Puis des milliers de souvenirs, plus chers et plus doux les uns que les autres, vinrent l’assaillir en songeant à l’amour qu’il avait conçu si jeune encore pour sa jolie cousine Alice, quand il l’aidait dans ses leçons, apportait de l’eau pour ses fleurs, ou l’accompagnait lorsqu’elle chantait.
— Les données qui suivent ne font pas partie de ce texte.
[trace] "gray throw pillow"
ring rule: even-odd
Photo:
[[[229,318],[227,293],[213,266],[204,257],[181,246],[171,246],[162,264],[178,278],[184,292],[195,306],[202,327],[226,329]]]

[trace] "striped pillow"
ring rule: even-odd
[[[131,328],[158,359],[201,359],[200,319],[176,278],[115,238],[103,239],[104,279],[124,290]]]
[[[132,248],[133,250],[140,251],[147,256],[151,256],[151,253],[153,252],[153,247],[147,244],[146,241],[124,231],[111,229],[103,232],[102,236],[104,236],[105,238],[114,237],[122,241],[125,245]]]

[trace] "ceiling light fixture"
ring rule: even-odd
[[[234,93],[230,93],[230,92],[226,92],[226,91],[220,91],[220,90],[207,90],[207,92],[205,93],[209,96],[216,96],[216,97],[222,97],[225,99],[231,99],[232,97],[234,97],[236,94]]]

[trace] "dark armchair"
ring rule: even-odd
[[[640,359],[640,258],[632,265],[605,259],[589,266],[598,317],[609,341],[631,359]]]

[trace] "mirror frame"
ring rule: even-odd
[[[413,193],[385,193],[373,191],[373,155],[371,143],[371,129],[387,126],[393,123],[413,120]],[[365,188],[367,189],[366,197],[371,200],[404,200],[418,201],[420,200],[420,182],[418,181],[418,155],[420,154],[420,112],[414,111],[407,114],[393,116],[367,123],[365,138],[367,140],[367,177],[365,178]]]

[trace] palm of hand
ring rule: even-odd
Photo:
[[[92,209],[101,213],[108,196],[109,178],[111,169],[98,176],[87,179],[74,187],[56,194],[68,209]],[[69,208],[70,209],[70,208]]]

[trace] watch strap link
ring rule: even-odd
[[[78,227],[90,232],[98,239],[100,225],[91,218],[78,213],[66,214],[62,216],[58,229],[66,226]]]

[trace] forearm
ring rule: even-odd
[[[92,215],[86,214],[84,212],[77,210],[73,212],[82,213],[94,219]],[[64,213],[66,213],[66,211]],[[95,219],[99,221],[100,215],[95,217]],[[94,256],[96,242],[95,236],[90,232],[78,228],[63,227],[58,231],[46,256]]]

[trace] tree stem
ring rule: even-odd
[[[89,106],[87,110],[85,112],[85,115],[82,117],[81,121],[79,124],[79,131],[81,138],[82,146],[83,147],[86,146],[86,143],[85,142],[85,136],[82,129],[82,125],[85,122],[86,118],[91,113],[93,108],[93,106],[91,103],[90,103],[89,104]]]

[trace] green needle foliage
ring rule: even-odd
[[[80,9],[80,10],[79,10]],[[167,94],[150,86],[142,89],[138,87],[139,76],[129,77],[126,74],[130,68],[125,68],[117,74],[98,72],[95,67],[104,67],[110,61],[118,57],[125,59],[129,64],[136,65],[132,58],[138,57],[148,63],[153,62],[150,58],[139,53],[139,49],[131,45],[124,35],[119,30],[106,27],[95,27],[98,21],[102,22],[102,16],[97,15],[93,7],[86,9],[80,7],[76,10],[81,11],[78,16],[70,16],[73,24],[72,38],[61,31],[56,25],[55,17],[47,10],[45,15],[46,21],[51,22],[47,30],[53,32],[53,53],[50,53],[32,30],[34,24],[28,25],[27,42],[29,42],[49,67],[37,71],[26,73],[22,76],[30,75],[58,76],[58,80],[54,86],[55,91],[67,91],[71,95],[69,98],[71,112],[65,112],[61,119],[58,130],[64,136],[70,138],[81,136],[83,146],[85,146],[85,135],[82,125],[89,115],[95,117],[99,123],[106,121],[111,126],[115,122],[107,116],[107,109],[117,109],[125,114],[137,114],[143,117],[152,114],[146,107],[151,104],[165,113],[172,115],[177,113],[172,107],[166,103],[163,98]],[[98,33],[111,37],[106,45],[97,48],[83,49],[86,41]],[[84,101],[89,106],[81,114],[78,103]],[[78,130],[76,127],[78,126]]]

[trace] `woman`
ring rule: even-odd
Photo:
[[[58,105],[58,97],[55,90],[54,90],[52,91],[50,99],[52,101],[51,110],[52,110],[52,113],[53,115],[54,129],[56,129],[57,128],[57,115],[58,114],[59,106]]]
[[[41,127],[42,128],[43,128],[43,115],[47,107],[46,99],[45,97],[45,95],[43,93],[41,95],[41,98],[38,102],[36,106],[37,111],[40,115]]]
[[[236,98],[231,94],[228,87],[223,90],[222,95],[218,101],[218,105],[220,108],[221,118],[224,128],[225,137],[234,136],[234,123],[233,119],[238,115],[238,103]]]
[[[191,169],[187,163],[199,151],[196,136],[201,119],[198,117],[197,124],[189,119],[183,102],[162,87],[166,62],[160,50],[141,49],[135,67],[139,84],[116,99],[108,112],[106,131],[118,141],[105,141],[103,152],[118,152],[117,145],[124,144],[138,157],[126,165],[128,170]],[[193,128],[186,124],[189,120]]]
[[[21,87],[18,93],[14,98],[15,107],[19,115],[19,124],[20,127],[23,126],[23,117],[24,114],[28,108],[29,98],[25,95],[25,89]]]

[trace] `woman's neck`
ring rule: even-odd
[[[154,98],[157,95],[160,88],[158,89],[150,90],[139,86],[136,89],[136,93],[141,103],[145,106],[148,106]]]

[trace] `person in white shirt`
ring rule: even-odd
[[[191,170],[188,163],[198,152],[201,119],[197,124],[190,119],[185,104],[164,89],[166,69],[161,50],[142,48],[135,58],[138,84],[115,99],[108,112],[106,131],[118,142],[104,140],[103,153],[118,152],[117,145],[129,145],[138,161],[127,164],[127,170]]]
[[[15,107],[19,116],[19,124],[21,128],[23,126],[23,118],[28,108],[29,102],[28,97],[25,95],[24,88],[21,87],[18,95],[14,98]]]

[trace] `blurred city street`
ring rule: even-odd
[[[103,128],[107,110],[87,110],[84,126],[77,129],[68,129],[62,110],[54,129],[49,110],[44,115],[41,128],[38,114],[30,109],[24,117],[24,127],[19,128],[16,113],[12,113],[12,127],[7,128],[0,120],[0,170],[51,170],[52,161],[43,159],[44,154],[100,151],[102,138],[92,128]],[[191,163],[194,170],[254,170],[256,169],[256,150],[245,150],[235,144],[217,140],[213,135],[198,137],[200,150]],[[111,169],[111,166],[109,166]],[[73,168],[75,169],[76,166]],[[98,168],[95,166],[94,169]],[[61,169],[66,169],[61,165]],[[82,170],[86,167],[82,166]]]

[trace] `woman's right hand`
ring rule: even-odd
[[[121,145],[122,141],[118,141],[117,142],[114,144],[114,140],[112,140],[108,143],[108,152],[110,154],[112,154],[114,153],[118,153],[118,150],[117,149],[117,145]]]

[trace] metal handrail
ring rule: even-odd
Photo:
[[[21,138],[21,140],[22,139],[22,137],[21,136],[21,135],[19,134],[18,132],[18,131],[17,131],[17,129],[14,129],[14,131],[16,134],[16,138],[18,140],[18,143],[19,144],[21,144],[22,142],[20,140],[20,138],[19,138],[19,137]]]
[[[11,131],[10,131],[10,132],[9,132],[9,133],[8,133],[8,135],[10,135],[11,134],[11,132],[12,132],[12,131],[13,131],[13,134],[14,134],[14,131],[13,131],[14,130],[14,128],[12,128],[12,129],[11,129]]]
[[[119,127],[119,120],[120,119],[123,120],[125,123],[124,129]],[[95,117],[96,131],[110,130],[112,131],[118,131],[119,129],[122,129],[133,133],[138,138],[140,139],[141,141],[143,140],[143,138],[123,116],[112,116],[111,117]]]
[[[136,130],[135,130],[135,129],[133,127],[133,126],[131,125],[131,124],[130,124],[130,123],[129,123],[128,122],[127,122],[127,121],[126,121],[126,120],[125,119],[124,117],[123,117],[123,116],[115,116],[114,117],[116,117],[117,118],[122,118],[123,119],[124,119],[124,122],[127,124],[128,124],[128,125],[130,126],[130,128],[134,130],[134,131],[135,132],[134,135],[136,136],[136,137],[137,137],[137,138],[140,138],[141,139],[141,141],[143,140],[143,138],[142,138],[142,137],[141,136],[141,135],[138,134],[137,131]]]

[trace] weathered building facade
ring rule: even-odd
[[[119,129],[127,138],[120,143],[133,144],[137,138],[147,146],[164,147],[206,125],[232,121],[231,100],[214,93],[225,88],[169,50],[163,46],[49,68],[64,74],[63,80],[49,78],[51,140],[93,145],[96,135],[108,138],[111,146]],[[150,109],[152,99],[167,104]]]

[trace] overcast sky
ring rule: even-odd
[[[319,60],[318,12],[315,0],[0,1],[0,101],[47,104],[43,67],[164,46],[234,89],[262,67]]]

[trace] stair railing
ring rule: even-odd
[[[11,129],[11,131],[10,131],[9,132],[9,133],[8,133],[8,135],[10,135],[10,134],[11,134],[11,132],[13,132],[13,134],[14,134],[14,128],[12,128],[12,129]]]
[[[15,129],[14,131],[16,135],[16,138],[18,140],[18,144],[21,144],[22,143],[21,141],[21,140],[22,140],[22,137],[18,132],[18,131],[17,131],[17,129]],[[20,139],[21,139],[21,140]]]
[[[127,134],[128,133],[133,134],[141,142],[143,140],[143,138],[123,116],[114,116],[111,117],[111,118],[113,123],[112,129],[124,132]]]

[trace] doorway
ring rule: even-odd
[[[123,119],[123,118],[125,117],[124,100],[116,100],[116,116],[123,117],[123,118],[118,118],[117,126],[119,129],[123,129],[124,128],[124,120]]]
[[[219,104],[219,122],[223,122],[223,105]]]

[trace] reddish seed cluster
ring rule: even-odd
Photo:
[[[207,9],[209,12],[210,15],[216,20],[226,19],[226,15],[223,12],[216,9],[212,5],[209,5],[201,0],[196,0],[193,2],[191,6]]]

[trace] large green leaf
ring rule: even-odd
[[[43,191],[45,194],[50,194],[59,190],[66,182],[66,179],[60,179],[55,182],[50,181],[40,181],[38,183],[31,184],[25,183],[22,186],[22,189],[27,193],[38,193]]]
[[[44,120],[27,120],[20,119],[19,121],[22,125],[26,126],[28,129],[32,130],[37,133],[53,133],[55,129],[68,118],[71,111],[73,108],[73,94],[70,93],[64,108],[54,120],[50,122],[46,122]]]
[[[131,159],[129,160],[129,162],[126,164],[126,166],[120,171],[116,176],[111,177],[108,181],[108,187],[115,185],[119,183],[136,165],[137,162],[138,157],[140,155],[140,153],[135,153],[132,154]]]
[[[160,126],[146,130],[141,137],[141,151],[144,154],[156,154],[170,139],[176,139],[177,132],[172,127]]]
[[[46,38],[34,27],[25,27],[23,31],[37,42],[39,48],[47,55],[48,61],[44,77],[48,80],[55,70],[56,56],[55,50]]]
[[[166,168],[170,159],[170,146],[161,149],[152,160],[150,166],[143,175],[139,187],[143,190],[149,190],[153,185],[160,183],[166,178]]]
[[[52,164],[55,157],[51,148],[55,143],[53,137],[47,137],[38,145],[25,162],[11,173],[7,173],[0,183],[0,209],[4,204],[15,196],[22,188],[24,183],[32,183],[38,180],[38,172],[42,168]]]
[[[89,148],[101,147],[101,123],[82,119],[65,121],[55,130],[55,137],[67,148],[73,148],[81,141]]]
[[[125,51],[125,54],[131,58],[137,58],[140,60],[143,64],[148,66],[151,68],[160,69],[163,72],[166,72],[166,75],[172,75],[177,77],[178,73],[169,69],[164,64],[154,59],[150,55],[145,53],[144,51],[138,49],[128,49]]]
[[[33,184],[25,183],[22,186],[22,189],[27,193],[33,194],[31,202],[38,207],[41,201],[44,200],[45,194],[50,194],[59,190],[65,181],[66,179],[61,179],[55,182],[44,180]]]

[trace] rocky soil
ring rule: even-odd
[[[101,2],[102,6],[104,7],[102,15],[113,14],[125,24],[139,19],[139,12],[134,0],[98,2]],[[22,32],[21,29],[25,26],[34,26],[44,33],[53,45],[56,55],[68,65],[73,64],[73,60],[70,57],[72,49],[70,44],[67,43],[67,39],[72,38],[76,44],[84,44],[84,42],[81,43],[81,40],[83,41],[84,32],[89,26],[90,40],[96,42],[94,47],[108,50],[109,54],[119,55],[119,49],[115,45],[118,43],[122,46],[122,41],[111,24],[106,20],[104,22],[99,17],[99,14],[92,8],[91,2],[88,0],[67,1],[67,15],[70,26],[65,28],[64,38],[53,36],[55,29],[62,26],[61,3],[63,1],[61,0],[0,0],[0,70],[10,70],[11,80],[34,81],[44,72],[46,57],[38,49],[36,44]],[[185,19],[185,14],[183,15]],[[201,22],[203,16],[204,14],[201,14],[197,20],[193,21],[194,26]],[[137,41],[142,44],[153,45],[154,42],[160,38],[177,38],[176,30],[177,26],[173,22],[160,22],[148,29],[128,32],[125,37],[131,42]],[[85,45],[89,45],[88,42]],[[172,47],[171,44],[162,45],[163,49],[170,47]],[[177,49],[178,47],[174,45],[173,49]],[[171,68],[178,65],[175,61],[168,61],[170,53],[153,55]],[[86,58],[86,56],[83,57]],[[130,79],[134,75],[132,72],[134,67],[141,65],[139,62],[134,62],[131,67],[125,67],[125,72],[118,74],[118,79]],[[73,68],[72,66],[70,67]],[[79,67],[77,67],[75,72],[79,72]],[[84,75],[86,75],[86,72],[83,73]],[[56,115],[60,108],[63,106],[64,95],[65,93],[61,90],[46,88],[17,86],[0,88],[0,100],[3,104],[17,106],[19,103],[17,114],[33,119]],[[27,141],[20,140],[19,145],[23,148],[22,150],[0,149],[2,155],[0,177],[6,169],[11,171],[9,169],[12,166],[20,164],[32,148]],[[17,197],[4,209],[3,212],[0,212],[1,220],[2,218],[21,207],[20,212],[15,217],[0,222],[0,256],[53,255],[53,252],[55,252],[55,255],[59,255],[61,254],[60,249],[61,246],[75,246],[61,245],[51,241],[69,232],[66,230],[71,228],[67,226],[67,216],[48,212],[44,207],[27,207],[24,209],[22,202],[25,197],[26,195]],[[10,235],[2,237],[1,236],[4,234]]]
Il se rappelait encore que, tandis que son père les regardait avec un sourire de bonne humeur et d’insouciance, il lui avait entendu dire : « Et quand cela serait… ma foi, ils n’y perdraient ni l’un ni l’autre. » Quel espoir de bonheur il avait fondé sur ces paroles ! Tous ces rêves avaient été dissipés par la trompette guerrière qui entraîna sir Henri Lee et son neveu sous des drapeaux différents ; et l’entrevue de la journée prouvait clairement que les succès même d’Éverard, comme soldat et comme homme d’état, semblaient lui interdire absolument toute espérance,

Il fut tiré de cette pénible rêverie par l’arrivée de Jocelin, qui, buveur habitué peut-être, avait fait de nouveaux préparatifs avec plus de promptitude qu’on n’aurait pu l’attendre d’un homme qui s’était occupé comme lui depuis la chute du jour.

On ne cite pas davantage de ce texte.